The majority of research has focused on the structure of the HPC applications themselves. Various research teams attempted to improve the efficacy of caching, looked for ways to minimize interprocessor communications and explored a variety of similar measures, but each strategy offered performance gains of only a few percent. Another area of research has shown particular promise, however. By understanding the interaction between the HPC application and the system background processes, one can find ways to modify this interaction to improve performance.
In a seminal paper documenting their research into this interaction, researchers Petrini, Kerbyson and Paking of the Los Alamos National Labs (see the on-line Resources) quantified the loss in application performance caused by what they deemed “noise”—the interaction between large multiprocess MPI jobs and background processes. They observed that housekeeping tasks, or noise, delayed individual processors from reaching MPI barriers (synchronization points in the application) and caused all other processors to wait while one processor finished up its housekeeping. This resulted in wasted cycles on all other processors.
The top half of Figure 1 illustrates this interaction and how it results in lost performance. The processes illustrated are part of a parallel job, each running on a separate processor and periodically synchronizing through the use of MPI barriers. In the first part of the computation, Process 1 is delayed because the node's scheduler pauses process execution to run background processes, such as those found on every Linux or UNIX node. Processes 2 and 3 also are delayed. Repetition of this pattern results in substantially reduced sustained application performance. The magnitude of the impact is a function of the frequency with which barriers are encountered and the number of processors.

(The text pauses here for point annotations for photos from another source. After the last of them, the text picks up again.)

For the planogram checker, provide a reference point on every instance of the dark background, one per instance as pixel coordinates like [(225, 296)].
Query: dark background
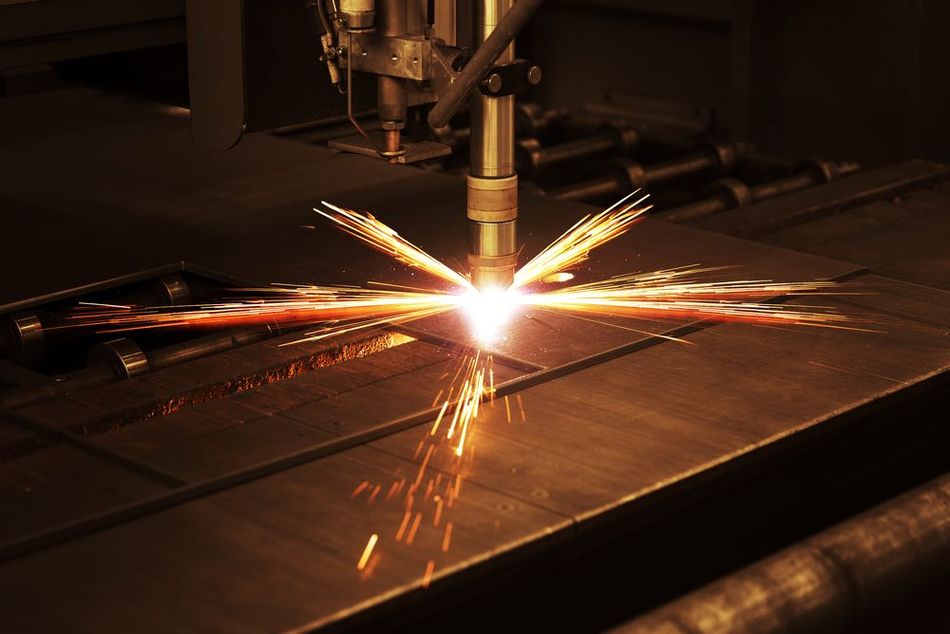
[(862, 80)]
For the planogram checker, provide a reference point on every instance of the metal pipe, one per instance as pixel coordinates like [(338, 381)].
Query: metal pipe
[(392, 20), (632, 176), (492, 183), (735, 194), (103, 373), (832, 582), (491, 47)]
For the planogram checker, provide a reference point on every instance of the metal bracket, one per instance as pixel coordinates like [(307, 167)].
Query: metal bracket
[(405, 57), (510, 79)]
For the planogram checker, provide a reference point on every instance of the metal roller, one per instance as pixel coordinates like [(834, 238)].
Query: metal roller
[(25, 339), (730, 193), (629, 175), (832, 582)]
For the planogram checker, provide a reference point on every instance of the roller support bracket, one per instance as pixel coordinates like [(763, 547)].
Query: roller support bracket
[(510, 79)]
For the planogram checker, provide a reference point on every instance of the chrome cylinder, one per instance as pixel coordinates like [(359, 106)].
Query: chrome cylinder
[(359, 14), (492, 184)]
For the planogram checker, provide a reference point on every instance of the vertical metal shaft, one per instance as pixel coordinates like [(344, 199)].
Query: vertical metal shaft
[(392, 92), (492, 182)]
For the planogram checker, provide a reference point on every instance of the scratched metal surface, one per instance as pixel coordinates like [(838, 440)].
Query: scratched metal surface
[(613, 420)]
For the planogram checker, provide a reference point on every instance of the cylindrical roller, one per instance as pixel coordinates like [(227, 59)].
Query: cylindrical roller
[(729, 193), (720, 159), (175, 288), (123, 355), (833, 582), (26, 339), (492, 184), (613, 140)]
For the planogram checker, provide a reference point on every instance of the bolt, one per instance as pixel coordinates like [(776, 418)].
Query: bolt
[(534, 75), (493, 83)]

Petrini and colleagues quantified this loss of performance running SAGE, a compressible Eulerian hydrodynamics code, on their HPC system, named ASCI Q. ASCI Q is a cluster of 2,048 HP ES45 nodes, where each node is a four-way SMP. Petrini, et al., observed that better performance was obtained when they restricted SAGE to run on only three of the four processors in the SMP when more than 256 nodes were utilized. They theorized that this result was caused by background noise, and the theory was verified by eliminating many of the sources of noise and observing the improvement in performance.
This research points to lack of process synchronization and wait time as the culprit that is robbing fine-grained and highly parallel HPC applications of up to 50% (and perhaps more) of their potential performance. Unfortunately, a means to stop this thievery still was not at hand. The method employed by Petrini, et al., to identify the culprit—restricting the system's freedom to run housekeeping tasks—doesn't present a practical solution for most HPC applications. The prospect of relegating one-quarter of the processors on an HPC system to running housekeeping tasks is not palatable to many HPC sites. In addition, many background processes cannot be removed, limiting the performance gain achievable using this approach.

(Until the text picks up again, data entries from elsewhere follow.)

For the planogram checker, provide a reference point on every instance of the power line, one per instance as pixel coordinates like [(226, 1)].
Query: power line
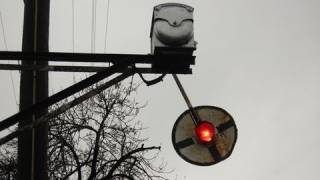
[(6, 47), (106, 29), (93, 26), (73, 39)]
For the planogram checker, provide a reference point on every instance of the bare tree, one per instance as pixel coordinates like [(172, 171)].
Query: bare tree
[(100, 139)]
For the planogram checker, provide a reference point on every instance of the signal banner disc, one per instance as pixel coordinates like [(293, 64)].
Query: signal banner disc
[(187, 145)]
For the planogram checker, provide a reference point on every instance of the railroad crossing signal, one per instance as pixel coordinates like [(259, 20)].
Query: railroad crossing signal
[(209, 142)]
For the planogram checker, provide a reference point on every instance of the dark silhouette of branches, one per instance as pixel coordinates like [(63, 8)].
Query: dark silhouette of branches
[(98, 139)]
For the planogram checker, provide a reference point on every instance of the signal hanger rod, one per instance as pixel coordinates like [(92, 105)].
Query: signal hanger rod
[(194, 115)]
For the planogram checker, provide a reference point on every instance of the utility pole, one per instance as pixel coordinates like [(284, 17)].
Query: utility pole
[(32, 145)]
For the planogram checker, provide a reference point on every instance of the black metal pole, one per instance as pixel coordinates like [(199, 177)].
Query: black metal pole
[(32, 145), (194, 115)]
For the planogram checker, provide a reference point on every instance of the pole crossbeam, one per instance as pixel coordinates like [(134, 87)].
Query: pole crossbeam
[(59, 96), (169, 70), (176, 60), (66, 106)]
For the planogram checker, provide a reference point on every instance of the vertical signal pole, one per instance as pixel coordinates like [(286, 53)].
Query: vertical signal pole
[(32, 145)]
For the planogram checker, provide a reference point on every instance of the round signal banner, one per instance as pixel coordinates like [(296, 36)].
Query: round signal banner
[(186, 140)]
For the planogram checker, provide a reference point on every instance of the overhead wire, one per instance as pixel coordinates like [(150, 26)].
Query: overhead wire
[(93, 25), (106, 29), (6, 48), (73, 39)]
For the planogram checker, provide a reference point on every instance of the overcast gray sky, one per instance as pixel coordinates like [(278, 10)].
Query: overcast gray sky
[(258, 59)]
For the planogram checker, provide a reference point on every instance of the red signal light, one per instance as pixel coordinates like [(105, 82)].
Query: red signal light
[(205, 132)]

When we set out to build a new high-performance computer, we also set out to find a way to prevent this performance theft. We considered a new approach using the Linux scheduler to synchronize scheduling of MPI jobs and housekeeping tasks. Previous work and our research suggest that this new synchronized scheduling approach can deliver a 50% or greater performance boost to many fine-grained parallel applications running on 32 or more processors.
Our approach was to create a new Linux scheduling policy. To achieve the desired gains, this policy must synchronize the schedulers on all nodes in a Linux HPC system to ensure that MPI processes run concurrently on all processes and that Linux housekeeping processes execute at the same time. Thus, the scheduler must have a means to achieve global synchronization, as illustrated in Figure 1. To achieve global synchronization, we designed a feature in the communications processor to synchronize the clock in each processing node.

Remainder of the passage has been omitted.